DIALEKSIS.COM | Babel - Presiden Republik Indonesia, Prabowo Subianto, menyaksikan langsung proses penyerahan aset Barang Rampasan Negara (BRN) di Smelter PT Tinindo Internusa, Kota Pangkal Pinang, Provinsi Kepulauan Bangka Belitung, pada Senin (6/10/2025).
Penyerahan aset dilakukan secara berjenjang, dimulai dari Jaksa Agung kepada Wakil Menteri Keuangan, dilanjutkan kepada CEO Danantara, dan akhirnya kepada Direktur Utama PT Timah Tbk.
Presiden Prabowo menyebut momen ini sebagai langkah besar dalam upaya pemulihan kerugian negara akibat aktivitas pertambangan ilegal di kawasan konsesi PT Timah.
“Pagi hari ini saya ke Bangka. Tadi bersama-sama kita menyaksikan penyerahan rampasan negara dari perusahaan-perusahaan swasta yang melaksanakan pelanggaran hukum,” ujar Presiden Prabowo kepada awak media.
Barang rampasan yang diserahkan mencakup aset dalam jumlah besar dan beragam, antara lain 108 unit alat berat; 99,04 ton produk kristal Sn (cristalyzer); 94,47 ton crude tin dalam 112 petakan/balok; Aluminium 15 bundle (15,11 ton) dan 10 jumbo bag (3,15 ton); Logam timah Rfe 29 bundle (29 ton);.
Selanjutnya, Mess karyawan 1 unit; Kendaraan 53 unit; Tanah 22 bidang seluas 238.848 m²; Alat pertambangan 195 unit; Logam timah 680.687,6 kg; 6 unit smelter; serta Uang tunai yang telah disetorkan ke kas negara senilai Rp202.701.078.370, USD3.156.053, JPY53.036.000, SGD524.501, EUR765, KRW100.000, dan AUD1.840.

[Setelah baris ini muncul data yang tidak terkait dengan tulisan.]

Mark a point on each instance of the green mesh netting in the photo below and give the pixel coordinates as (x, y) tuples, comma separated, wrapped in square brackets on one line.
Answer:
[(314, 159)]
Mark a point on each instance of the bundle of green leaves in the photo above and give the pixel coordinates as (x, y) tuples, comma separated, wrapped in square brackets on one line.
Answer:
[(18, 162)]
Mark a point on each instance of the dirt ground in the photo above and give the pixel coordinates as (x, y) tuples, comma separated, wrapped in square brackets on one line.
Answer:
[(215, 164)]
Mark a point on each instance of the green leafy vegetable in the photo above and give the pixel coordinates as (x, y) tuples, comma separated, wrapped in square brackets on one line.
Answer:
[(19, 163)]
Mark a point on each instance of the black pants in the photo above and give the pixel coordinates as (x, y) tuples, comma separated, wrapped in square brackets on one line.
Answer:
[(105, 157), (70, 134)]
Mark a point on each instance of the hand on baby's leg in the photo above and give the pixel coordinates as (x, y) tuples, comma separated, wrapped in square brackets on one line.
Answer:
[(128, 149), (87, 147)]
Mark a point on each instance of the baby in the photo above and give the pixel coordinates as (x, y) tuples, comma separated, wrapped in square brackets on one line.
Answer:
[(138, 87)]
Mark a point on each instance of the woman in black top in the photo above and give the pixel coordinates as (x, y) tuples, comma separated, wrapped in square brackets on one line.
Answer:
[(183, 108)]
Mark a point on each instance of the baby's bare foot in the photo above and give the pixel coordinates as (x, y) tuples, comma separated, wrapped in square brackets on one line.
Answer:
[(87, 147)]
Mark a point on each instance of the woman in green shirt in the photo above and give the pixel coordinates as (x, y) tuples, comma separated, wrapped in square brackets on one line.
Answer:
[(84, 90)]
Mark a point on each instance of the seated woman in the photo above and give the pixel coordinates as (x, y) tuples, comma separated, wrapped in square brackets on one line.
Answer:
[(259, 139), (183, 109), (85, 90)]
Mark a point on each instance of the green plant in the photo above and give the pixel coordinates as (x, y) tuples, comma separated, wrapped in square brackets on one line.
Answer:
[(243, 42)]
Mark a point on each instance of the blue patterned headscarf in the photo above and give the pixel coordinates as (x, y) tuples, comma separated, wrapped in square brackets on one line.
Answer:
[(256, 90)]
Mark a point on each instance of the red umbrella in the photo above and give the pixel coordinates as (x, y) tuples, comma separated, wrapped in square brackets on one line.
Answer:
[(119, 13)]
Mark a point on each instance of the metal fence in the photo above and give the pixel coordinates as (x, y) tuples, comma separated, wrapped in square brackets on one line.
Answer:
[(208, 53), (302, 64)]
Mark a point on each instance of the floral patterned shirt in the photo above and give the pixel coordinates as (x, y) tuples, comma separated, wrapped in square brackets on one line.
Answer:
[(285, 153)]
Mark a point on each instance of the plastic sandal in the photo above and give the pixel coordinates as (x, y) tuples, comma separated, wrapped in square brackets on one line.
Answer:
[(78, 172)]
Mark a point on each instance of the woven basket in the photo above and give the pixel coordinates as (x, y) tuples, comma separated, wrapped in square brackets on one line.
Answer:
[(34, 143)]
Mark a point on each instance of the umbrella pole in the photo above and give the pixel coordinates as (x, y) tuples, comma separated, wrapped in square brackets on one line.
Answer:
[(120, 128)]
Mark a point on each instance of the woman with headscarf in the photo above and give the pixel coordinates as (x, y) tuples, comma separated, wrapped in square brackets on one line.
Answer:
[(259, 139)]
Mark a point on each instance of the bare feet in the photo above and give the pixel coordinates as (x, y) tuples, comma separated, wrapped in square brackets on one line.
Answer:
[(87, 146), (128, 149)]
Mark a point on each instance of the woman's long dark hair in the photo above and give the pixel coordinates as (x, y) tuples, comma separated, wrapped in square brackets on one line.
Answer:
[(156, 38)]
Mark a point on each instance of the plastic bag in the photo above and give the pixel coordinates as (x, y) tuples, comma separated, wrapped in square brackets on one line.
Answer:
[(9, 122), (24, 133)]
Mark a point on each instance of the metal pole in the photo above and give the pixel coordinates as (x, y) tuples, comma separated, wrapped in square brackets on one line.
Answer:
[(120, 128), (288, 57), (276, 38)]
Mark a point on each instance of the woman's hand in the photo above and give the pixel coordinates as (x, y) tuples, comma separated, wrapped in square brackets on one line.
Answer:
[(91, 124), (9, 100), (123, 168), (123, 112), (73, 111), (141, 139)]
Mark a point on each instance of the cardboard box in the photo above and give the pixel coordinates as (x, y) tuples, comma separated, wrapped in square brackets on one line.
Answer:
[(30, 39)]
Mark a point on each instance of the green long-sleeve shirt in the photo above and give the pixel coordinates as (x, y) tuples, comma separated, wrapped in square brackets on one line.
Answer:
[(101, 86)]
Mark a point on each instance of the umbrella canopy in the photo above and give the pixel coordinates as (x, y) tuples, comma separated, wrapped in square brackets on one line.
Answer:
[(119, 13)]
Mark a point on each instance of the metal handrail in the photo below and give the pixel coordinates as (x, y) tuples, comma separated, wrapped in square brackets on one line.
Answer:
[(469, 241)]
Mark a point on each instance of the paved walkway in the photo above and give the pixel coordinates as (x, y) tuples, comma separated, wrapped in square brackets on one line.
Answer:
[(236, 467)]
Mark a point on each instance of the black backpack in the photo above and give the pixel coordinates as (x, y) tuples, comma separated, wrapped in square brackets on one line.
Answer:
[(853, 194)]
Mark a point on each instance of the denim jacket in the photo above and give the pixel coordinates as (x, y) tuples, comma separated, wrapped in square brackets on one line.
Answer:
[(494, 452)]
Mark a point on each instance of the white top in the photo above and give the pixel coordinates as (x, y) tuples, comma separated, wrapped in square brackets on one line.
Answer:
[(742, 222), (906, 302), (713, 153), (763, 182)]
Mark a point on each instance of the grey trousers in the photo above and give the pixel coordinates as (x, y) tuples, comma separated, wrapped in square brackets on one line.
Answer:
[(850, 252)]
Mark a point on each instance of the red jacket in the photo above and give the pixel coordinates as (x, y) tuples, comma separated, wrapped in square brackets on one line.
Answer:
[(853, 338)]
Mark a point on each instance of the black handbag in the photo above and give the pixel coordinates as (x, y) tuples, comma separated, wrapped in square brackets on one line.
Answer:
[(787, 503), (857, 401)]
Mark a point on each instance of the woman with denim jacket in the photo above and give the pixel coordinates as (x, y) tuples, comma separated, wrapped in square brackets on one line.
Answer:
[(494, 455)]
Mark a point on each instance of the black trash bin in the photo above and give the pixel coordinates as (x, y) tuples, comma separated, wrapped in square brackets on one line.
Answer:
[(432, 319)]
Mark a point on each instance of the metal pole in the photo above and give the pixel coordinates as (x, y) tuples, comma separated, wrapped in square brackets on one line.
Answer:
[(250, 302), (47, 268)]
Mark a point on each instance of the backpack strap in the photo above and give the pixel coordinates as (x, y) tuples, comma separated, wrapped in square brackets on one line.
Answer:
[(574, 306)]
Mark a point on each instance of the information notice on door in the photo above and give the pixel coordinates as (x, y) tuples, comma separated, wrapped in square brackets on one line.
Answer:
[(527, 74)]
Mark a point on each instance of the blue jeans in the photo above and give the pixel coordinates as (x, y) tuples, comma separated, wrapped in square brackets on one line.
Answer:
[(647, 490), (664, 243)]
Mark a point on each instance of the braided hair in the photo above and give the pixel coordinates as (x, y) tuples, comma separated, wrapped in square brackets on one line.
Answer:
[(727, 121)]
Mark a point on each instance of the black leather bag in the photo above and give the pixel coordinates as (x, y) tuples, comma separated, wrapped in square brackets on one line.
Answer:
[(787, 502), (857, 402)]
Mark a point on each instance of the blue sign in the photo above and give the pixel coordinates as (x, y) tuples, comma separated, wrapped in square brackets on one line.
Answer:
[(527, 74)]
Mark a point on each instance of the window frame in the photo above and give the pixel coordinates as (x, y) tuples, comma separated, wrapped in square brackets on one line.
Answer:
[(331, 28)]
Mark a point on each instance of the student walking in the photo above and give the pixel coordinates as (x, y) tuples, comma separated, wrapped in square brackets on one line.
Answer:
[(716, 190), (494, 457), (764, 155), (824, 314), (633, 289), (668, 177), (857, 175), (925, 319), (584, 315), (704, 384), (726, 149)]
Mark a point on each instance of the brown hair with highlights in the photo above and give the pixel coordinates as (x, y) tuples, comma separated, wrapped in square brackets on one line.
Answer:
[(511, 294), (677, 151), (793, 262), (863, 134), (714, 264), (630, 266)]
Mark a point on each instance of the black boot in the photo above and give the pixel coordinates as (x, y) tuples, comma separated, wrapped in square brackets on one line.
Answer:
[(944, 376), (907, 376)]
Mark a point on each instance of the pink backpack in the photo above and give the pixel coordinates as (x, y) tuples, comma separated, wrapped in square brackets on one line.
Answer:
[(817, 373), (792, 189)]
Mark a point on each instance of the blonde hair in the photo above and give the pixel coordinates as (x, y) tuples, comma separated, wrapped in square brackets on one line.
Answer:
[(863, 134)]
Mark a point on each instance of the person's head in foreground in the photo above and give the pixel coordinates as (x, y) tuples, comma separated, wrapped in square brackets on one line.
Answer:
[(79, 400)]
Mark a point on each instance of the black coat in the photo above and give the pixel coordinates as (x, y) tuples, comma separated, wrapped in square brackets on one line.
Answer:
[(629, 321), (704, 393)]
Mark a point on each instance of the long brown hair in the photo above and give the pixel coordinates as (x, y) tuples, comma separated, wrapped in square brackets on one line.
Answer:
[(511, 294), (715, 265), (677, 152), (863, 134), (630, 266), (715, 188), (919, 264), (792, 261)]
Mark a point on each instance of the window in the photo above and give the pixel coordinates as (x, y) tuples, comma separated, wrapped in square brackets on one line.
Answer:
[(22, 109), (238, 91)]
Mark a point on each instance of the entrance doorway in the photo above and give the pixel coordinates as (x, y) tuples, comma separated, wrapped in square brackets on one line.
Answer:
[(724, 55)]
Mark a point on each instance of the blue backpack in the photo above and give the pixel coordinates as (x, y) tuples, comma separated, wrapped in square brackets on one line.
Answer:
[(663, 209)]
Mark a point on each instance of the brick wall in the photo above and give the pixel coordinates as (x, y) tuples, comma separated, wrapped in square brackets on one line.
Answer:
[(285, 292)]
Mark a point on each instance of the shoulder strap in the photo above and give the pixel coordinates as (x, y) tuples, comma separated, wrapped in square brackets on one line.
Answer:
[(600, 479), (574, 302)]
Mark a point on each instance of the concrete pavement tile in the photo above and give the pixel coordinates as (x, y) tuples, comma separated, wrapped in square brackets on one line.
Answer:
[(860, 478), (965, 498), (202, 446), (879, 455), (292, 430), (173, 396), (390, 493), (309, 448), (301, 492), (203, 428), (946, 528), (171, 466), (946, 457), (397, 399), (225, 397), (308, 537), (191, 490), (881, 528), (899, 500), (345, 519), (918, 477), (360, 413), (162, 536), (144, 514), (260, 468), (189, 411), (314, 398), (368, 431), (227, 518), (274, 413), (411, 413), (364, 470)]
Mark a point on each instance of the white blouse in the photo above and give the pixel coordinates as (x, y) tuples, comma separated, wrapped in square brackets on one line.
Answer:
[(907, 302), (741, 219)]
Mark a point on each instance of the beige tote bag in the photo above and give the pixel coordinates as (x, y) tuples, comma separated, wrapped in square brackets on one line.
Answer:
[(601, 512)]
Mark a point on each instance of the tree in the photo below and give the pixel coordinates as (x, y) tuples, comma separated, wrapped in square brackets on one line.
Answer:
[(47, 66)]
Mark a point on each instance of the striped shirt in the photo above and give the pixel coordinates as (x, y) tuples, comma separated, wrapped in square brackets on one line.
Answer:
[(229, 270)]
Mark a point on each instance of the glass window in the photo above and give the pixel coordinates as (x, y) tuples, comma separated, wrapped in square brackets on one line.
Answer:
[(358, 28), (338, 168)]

Presiden menyebut total nilai aset yang disita dan diserahkan mencapai antara Rp6 hingga Rp7 triliun, belum termasuk potensi besar dari logam tanah jarang (rare earth/monasit).
“Nilainya dari enam smelter dan barang-barang yang disita mendekati Rp6“7 triliun. Tapi tanah jarang yang belum diurai, mungkin nilainya sangat besar. Monasit itu bisa mencapai 200 ribu dolar per ton,” ungkap Presiden.
Presiden Prabowo juga mengungkapkan bahwa total kerugian negara akibat tambang ilegal di kawasan PT Timah mencapai sekitar Rp300 triliun, mencerminkan skala besar kebocoran kekayaan negara yang harus segera dihentikan.
“Kita bisa bayangkan kerugian negara dari enam perusahaan ini saja, kerugian total mencapai Rp300 triliun. Ini harus kita hentikan,” tegas Presiden.
Penyerahan aset ini menandai keseriusan pemerintah dalam penegakan hukum di sektor sumber daya alam serta menjadi peringatan keras bagi pelaku kejahatan pertambangan. [*]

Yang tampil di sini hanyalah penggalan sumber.